Happy wrapped his arms around his father's neck again, relieved of at least one concern.

"All right, let's get movin'," Mel said. He felt resurrected even if he was still doomed. "Why don't you go start the truck?" Mel knew his son loved to do this.
Happy got up and grabbed the keys off the kitchen table. His mind conjured a beautiful idea.
"Maybe the doctors will tell you you're not dying! Maybe you're just sick!" Happy dreamed.
"No, I'm dying," Mel corrected, "I can feel it."
Happy lowered his head and continued to the door.
"That reminds me," Mel called from the floor. "We need to stop for booze."

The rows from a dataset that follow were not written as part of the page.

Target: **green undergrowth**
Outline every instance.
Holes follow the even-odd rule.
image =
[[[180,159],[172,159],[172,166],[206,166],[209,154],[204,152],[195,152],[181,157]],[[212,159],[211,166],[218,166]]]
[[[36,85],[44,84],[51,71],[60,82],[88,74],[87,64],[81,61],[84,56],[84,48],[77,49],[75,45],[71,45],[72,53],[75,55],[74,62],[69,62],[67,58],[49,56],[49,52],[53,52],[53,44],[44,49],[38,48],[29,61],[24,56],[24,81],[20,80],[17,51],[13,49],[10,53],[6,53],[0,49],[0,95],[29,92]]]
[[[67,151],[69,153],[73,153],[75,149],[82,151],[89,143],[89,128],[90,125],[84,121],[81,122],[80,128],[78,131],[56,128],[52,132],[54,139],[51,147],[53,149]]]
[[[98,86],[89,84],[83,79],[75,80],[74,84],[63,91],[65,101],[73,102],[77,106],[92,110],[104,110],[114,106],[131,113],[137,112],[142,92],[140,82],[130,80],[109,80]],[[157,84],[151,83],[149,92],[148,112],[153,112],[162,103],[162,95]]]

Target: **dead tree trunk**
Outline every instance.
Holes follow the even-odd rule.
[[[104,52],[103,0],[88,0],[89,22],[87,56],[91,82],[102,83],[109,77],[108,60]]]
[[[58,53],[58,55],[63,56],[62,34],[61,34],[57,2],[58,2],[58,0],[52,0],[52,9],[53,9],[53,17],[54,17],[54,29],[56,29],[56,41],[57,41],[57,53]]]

Happy nodded his head to the idea, deaf to the words. His ears still rang from hearing his father so bluntly predict his own death. Happy's mind teetered on a ledge of depression requiring something monumental to pull it back, something incredible and hopeful and loving. He opened the door to the trailer and found the truck buried in a sea of more than 700 purring cats.

The doctors agreed with Mel. He was dying. Cancer had consumed portions of his lungs, pancreas, and muscle tissue. It was too advanced to stop or slow down. The doctor told Mel he could die any day and that he was amazed he lasted as long as he did without medical attention. The doctor described the ravage of his body and remarked on the tenacity of his spirit. He told Mel all of this while Happy sat outside in the lobby.

Mel spared the details when his son came back inside. He had a final parental mission to find care for his boy after he was gone. He would sooner give him a bag of money and tell him to put up his thumb than to send him back to being a ward of the state. He made a phone call from his deathbed and hoped it would be the answer he needed.